My first take on Apple’s iPad event on October the 22 was “Meh.” Surprisely, many Apple advocates like Ben Thompson and Marco Arment appear to share my opinion.
We know that people are using iPads in all sorts of different ways. Look, firefighters are launching space shuttles with an iPad! Farmers are building wind turbines and composing songs! And Apple can’t wait to see what we do with our iPads.
But they already know. Everyone knows what people do with iPads, because iPads have been heavily used in public for over three years. It looks like most people use iPads for basic web tasks (email, browsing, Facebook), reading, and, importantly, casual gaming. Going into the holiday season, in which tons of iOS devices are usually sold that will primarily be casual-gaming devices, Apple hardly even mentioned games.2 Is that because they don’t need to, since games are already a popular iPad use, or because they’re not in touch with one of the biggest reasons people buy iPads?

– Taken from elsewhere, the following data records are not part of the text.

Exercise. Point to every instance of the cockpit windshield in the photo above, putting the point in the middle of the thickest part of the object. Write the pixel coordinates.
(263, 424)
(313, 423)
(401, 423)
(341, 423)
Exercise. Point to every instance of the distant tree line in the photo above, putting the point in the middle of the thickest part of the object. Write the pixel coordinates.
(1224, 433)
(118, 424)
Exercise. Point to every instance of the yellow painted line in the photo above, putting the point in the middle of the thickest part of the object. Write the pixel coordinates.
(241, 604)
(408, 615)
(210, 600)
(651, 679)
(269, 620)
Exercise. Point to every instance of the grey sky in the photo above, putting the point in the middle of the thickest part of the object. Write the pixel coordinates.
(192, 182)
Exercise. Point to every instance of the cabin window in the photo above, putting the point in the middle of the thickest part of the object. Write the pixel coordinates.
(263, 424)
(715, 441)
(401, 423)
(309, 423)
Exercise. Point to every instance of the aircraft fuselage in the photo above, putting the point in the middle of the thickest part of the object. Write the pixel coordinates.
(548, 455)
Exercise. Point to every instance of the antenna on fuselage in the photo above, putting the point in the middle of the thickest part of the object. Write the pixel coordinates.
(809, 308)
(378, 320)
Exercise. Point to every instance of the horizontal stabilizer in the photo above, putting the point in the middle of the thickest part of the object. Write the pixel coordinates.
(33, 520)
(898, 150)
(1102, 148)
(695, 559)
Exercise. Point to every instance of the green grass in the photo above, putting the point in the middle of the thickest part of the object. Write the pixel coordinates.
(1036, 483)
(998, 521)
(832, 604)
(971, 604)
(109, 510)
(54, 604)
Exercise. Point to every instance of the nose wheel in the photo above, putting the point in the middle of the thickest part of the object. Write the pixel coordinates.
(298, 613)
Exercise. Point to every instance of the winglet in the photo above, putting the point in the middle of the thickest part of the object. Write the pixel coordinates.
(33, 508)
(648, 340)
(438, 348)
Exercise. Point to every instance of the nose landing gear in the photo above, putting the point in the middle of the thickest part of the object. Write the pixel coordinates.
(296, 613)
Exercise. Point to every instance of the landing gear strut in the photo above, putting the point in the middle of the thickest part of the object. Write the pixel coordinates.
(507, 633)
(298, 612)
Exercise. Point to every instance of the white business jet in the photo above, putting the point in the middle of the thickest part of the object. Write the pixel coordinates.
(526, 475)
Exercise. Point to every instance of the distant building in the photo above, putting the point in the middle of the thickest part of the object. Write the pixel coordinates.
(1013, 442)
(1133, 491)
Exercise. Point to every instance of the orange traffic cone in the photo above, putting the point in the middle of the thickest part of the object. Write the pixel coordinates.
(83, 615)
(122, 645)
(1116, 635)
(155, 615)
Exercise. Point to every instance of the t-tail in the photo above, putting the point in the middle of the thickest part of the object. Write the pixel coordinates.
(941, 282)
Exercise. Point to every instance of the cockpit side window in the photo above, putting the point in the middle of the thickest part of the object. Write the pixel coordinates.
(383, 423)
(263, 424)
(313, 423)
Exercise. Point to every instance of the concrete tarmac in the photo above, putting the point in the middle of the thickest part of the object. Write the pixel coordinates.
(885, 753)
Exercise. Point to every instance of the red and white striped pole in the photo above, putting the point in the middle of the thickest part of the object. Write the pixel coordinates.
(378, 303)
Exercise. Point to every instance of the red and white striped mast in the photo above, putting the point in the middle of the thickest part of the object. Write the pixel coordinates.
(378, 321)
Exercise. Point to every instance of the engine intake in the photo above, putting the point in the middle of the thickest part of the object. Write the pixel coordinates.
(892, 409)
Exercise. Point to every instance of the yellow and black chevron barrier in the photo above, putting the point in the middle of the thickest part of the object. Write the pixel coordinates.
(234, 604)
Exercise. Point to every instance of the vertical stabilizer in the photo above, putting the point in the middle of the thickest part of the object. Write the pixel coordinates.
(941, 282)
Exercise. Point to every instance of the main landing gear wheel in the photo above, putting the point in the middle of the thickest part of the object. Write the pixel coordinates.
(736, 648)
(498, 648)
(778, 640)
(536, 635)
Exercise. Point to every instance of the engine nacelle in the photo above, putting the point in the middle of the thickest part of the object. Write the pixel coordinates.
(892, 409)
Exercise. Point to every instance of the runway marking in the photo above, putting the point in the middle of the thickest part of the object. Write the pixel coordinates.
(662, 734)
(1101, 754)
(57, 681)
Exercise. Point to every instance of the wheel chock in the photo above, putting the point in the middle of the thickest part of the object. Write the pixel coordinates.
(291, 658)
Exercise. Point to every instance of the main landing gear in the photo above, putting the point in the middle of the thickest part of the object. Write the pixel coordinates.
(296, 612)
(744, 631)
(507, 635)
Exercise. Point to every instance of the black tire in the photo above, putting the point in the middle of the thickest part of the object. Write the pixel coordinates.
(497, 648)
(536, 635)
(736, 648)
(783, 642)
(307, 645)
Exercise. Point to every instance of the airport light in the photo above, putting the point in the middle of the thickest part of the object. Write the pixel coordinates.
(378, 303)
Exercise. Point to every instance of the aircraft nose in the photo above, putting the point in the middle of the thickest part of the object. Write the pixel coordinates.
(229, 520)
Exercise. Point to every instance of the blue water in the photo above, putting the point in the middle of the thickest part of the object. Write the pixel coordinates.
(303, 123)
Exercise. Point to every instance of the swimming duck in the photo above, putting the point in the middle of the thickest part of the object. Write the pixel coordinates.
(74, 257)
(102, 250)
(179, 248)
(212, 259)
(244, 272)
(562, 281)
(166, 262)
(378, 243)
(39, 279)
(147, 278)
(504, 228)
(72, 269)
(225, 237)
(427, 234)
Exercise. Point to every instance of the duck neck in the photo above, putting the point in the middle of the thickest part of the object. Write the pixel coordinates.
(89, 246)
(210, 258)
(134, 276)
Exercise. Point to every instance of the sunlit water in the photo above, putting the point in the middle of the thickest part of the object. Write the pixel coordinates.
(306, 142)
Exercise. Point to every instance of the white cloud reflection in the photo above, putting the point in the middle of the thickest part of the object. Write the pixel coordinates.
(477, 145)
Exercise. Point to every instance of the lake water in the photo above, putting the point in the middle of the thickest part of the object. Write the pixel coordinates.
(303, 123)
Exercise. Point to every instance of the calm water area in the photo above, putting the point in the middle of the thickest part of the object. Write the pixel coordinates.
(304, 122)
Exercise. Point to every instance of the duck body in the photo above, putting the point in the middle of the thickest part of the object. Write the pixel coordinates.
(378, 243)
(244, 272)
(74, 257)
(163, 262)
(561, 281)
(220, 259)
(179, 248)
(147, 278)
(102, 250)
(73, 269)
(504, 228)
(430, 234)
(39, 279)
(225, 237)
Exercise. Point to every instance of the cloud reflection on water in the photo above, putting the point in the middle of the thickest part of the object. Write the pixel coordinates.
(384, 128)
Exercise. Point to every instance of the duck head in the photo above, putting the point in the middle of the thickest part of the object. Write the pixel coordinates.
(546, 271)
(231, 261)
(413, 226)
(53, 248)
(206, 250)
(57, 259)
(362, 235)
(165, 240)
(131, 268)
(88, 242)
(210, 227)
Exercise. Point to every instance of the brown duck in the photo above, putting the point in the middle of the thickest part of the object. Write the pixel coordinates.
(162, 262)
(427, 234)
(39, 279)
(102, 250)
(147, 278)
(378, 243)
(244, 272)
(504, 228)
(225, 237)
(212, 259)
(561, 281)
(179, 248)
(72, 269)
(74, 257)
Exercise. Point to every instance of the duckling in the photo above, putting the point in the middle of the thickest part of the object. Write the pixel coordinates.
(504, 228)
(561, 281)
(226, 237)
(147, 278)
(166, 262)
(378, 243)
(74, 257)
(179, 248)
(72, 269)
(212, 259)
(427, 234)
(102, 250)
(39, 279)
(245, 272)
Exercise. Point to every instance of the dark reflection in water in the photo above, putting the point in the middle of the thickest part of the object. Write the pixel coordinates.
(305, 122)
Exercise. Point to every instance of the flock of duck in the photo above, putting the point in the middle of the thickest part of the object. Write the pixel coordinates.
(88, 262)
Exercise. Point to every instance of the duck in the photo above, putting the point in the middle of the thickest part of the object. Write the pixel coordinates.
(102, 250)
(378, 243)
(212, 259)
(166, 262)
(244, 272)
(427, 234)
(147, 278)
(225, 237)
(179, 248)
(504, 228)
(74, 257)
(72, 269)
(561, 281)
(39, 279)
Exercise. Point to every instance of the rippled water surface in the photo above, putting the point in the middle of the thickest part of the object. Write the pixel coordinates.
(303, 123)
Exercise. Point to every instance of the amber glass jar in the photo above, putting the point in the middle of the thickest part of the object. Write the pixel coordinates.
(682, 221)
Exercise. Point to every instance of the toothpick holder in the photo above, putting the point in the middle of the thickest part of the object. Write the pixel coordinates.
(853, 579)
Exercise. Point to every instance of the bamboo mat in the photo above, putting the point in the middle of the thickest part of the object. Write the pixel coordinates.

Suppose the event worked, and we’re all jazzed up to buy the new iPads. Well, too bad — you can’t even preorder either of them yet. The iPad Air will be released 10 days after the event with no preorders, and the one likely to be in much higher demand — the Retina Mini — doesn’t even have a release date yet, except “later in November”.
Mavericks, iLife, iWork, and the incrementally updated Retina MacBook Pros look good, but I can’t help but feel like the event wasn’t up to Apple’s standards.
It’s not that the content is boring. The products Apple shows off at these events are still interesting — for the most part — but the presentations are getting old.
Here’s the script: Timothy D. Cook comes out on stage in his signature jeans and black shirt — usually untucked. He shows off some statistics. Then other execs take the microphone to show off new software that we’ve already seen.
There are a few jokes; the audience laughs.
Then comes Philip W. Schiller, Apple’s head of marketing, who talks about new hardware and confuses everyone by touting an “Intel Xeon E5 chip,” and a “10 MB L3 cache and Turbo Boost,” and “cores” and other things most people know absolutely nothing about. (It’s as if he’s speaking Klingon.)
Then Mr. Cook is back on stage to introduce a new version of an iPad or iPhone or iPod. Then Mr. Schiller again to explain, in Klingon, the guts of the new iPad or iPhone or iPod. Then there’s a video of Jony Ive talking about the new iPad or iPhone or iPod. “It’s the best [iPad or iPhone or iPod] we’ve ever made,” Mr. Ive says in his smooth British accent.
The shows are like watching someone perform the same magic show over and over. Eventually it stops looking like magic.